The Court reviewed the case de novo as it involved pure issues of law, and there were no factual issues in dispute. The Court first observed that in 1990, Section 170 was amended to exempt “real property owned and occupied by…institutions of religion.” The Court then noted that prior to the 1990 amendment, “use” rather than “ownership” was the controlling factor.

The Court then observed that in 1991, the Kentucky Attorney General opined that “a proper interpretation [of Section 170] should reject the imposition of conditions such as the requirement that the property be used for religious purposes, or that the property be occupied exclusively by the institution of religion, or that the institution of religion be in current rather than future occupation.” (citing Ky. OAG 91-216). The Court held that it may give “great weight” to the reasoning expressed in an Opinion of the Attorney General.

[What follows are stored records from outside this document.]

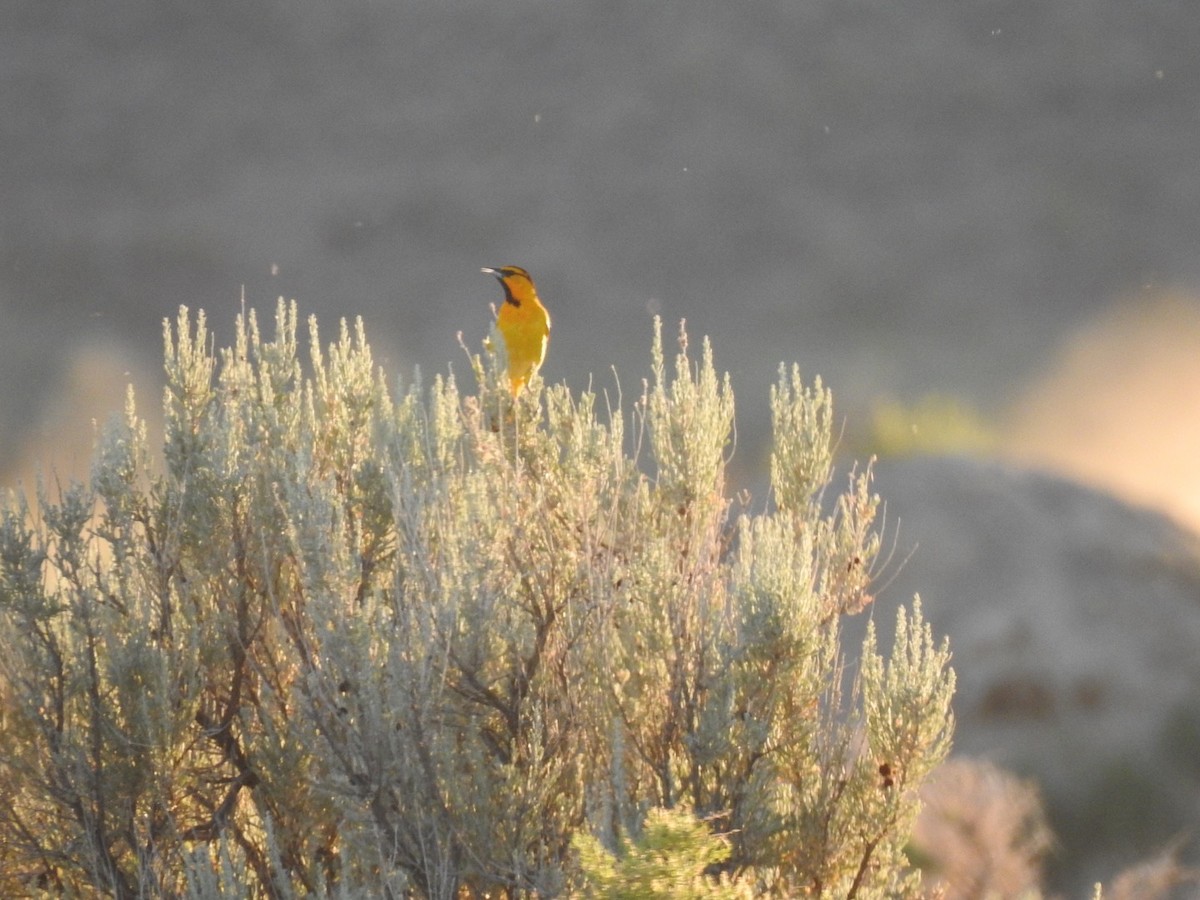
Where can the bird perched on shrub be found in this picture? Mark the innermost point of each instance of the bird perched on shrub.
(523, 322)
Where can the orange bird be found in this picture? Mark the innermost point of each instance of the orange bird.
(523, 322)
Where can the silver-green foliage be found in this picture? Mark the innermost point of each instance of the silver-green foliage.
(341, 643)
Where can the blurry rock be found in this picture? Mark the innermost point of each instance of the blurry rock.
(1110, 409)
(1074, 622)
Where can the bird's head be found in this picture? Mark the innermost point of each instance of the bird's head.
(516, 282)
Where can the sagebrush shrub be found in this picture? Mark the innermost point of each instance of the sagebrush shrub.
(343, 643)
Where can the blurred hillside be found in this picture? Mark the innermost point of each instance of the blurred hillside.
(903, 198)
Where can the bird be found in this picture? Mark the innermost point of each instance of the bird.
(522, 322)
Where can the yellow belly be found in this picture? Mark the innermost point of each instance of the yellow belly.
(525, 339)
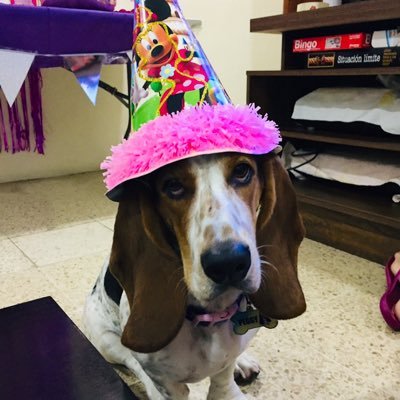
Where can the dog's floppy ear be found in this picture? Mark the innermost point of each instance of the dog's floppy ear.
(279, 233)
(150, 273)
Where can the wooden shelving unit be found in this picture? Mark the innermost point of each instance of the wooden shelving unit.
(347, 14)
(362, 221)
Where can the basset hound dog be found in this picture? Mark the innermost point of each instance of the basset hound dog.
(195, 243)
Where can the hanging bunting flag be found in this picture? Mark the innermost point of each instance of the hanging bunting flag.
(87, 71)
(14, 67)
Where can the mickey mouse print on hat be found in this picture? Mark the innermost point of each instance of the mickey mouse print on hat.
(179, 107)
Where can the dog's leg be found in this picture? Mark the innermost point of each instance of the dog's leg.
(246, 369)
(109, 345)
(171, 390)
(224, 387)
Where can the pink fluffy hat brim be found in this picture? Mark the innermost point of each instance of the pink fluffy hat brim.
(192, 132)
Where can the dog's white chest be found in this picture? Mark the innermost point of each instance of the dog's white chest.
(196, 353)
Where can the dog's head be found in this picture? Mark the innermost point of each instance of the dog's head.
(205, 230)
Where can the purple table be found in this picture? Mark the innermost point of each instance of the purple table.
(44, 356)
(56, 31)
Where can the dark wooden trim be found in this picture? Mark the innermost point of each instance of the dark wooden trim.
(349, 200)
(379, 142)
(365, 11)
(329, 72)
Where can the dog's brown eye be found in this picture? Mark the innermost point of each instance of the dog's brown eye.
(242, 174)
(174, 189)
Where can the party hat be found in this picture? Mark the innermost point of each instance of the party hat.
(179, 106)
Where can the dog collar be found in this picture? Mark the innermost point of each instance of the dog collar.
(242, 320)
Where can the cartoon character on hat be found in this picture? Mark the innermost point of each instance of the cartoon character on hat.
(180, 108)
(170, 69)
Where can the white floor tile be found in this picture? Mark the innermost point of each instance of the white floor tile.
(12, 259)
(63, 244)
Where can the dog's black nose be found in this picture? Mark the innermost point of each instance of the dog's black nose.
(227, 262)
(157, 50)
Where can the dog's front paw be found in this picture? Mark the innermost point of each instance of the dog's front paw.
(246, 369)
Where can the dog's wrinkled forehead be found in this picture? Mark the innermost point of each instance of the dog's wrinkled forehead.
(193, 190)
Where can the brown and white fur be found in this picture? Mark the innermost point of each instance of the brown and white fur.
(166, 226)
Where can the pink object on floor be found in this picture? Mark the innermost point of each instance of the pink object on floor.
(391, 297)
(191, 132)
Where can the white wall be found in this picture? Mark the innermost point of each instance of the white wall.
(78, 135)
(227, 41)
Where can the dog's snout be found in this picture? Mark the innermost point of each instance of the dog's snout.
(157, 50)
(227, 262)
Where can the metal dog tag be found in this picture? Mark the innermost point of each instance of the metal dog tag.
(251, 319)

The Court held that “Section 170, as amended in 1990, clearly broadens the class of properties which may be held by a religious institution and not subject to an ad valoremtax. By narrowly construing the words ‘owned and occupied,’ the KBTA and circuit court have thwarted the intentions of the people as well as the drafters of the amendment to Section 170.” The Court then cited Black’s Law Dictionary and observed that the “definition of ‘occupancy’ or ‘to occupy’ is much broader than found by the KBTA.”

The Court recited the traditional rule that tax exemptions are strictly construed against the taxpayer, and are generally disfavored in the law. However, the Court held that it was apparent that St. Andrew intended to use all of the property for a future church, and that it used the property for prayer, meditation, family, social and related church activities. Further, the Court observed that “the attempt to fashion different degrees of occupancy would create a Gordian knot…[and s]uch a system would actually rewrite Section 170 to the extent that former acreage restrictions would be revived.”

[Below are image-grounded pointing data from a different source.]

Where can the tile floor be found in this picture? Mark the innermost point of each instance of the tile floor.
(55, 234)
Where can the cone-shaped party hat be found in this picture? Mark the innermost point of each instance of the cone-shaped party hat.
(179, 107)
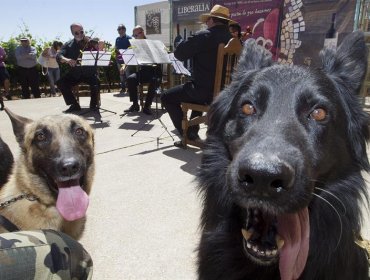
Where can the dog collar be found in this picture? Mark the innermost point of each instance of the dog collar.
(29, 197)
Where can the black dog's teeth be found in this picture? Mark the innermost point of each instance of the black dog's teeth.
(260, 234)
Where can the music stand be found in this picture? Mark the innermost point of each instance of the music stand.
(97, 59)
(146, 52)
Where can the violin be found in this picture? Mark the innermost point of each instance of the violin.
(91, 44)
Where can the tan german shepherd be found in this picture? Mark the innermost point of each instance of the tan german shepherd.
(52, 177)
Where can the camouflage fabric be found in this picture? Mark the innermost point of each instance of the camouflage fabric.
(43, 254)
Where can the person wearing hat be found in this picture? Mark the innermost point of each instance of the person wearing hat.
(26, 56)
(69, 54)
(202, 49)
(122, 42)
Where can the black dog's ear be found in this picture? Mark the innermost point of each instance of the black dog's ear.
(253, 57)
(18, 124)
(347, 66)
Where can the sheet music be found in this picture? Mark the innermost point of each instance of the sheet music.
(128, 56)
(89, 58)
(178, 65)
(149, 51)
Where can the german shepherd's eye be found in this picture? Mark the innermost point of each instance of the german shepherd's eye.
(248, 109)
(318, 114)
(40, 136)
(79, 131)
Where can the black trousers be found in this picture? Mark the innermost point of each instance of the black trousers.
(172, 98)
(75, 77)
(29, 78)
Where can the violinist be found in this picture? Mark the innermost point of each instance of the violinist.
(69, 54)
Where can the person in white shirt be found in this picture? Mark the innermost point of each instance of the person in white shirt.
(53, 70)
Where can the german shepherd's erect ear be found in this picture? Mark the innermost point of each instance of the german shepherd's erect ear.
(347, 65)
(18, 123)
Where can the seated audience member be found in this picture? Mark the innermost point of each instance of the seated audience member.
(69, 54)
(28, 75)
(122, 42)
(4, 78)
(236, 31)
(53, 66)
(146, 74)
(202, 49)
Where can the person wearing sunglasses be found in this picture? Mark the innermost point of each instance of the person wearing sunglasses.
(146, 74)
(122, 43)
(69, 54)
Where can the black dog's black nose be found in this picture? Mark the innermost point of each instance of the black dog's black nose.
(68, 167)
(265, 175)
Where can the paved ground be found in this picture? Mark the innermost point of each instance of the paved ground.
(144, 209)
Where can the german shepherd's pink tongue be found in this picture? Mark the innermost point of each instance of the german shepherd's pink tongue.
(295, 230)
(72, 201)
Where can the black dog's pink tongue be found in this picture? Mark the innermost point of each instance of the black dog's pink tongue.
(72, 201)
(295, 230)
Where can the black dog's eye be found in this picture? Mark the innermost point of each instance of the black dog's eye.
(248, 109)
(40, 137)
(318, 114)
(79, 131)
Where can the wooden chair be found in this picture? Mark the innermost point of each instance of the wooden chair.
(227, 58)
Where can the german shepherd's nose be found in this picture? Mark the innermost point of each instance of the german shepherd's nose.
(263, 173)
(68, 167)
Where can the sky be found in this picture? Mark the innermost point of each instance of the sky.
(48, 20)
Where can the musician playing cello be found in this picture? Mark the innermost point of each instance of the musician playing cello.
(69, 54)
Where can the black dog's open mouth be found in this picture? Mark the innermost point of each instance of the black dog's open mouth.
(284, 238)
(261, 240)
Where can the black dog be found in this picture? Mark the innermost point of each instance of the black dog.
(6, 162)
(281, 172)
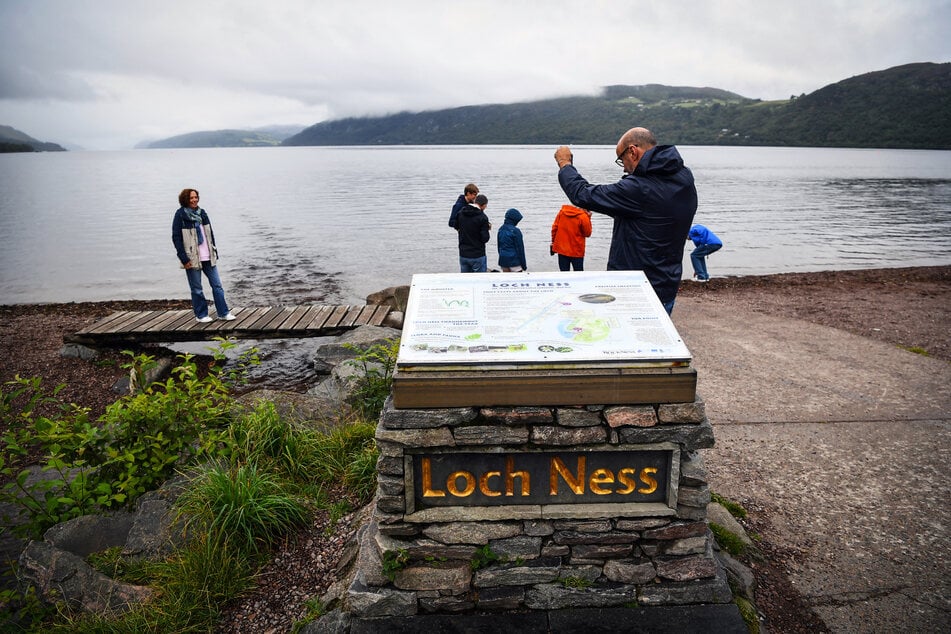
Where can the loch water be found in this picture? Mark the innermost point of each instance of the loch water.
(333, 224)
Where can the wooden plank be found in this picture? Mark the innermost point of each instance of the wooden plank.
(365, 313)
(263, 322)
(132, 321)
(170, 319)
(157, 317)
(304, 322)
(104, 322)
(542, 387)
(378, 316)
(277, 318)
(353, 312)
(108, 323)
(339, 312)
(320, 318)
(247, 316)
(290, 321)
(264, 317)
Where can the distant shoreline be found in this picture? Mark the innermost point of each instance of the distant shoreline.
(734, 282)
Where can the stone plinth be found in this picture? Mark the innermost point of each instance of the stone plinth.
(543, 508)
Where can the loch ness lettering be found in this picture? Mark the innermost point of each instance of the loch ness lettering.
(494, 479)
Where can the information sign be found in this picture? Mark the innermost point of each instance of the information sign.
(540, 320)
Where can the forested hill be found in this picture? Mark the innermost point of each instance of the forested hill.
(12, 140)
(902, 107)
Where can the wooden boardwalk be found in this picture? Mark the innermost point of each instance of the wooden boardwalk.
(264, 322)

The Court concluded that the KBTA Order was without substantial evidence on the whole record because there was no evidence that St. Andrew intended to use the property for investment purposes or to construct anything other than a church, and that the KBTA’s interpretation of “occupied” was contrary to the intent of Section 170. Because the Court ruled in St. Andrew’s favor on the religious institution exemption, it did not reach its argument that it was exempt because it was a purely public charity. It is anticipated that the Kentucky Department of Revenue, who has litigated this case on behalf of the PVA, will seek discretionary review of the Court’s decision with the Supreme Court of Kentucky. The authors’ law firm represents St. Andrew on a pro bono basis.